How to avoid a specific pattern when using regular expression?

Question

I want to match a pattern like '2 years', '4 days' in a text, and meanwhile want to avoid a pattern like '2 years old', i.e., I don't want a 'old' following 'years'. I thought a negative lookahead (?!old) would help. But I don't know how to do it. I tried

r=regex.compile(r'\b(\d+)\s*(years?|months?|days?)\s*(?!old)\b')
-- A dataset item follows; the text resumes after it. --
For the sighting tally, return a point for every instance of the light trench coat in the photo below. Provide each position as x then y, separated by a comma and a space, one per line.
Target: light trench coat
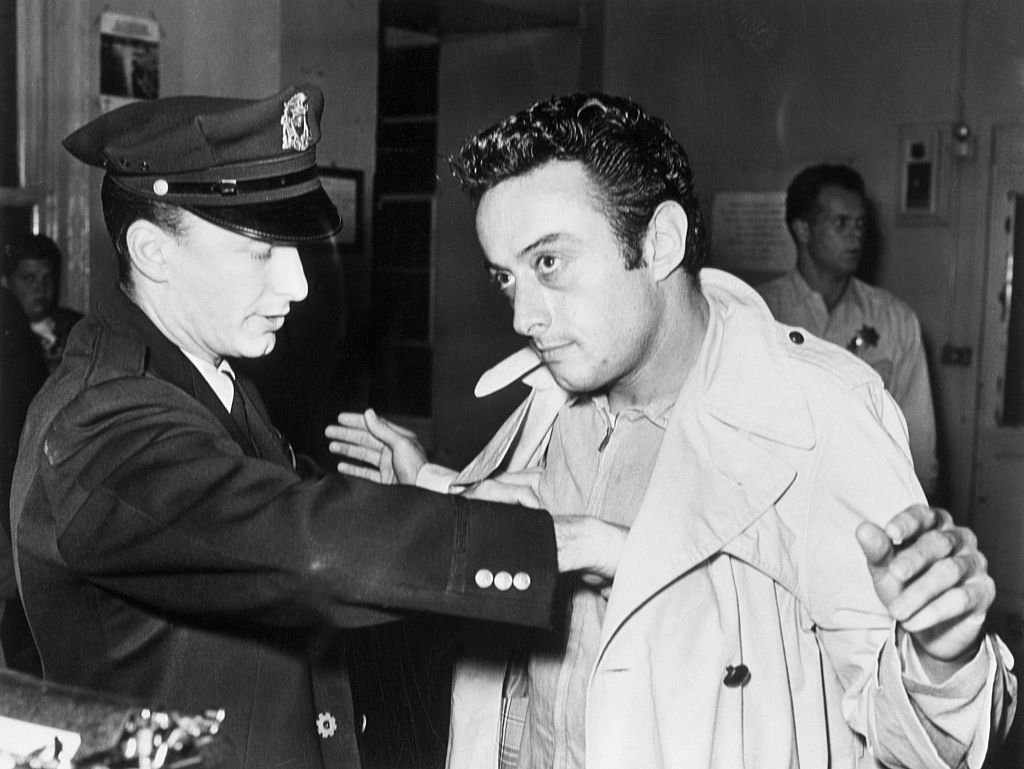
743, 552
but it still match '2 years'.

Answer 1

For a full match you can omit the capture groups, and if there should be at least a single whitespace char between the words and the digits you can repeat 1 or more times using \s+

To prevent partial matches, you can use word boundaries \b

\b\d+\s+(?:year|month|day)s?\b(?!\s+old\b)

The pattern matches

• \b\d+\s+ A word boundary, match 1+ digits and 1+ whitespace chars
• (?:year|month|day)s?\b Match any of the alternatives and optional s
• (?!\s+old\b) Negative lookahead, assert not 1+whitespace chars followed by old and a word boundary to the right

See a regex demo

Answer 2

Put \s* inside the lookahead:

r'\b(\d+)\s*(years?|months?|days?)(?!\s*old)\b'

As far as I understand, your regexp matched \s* zero times for the 2 years old case. The assertion fails since 2 years ends at word boundary and the content after it is space followed by old.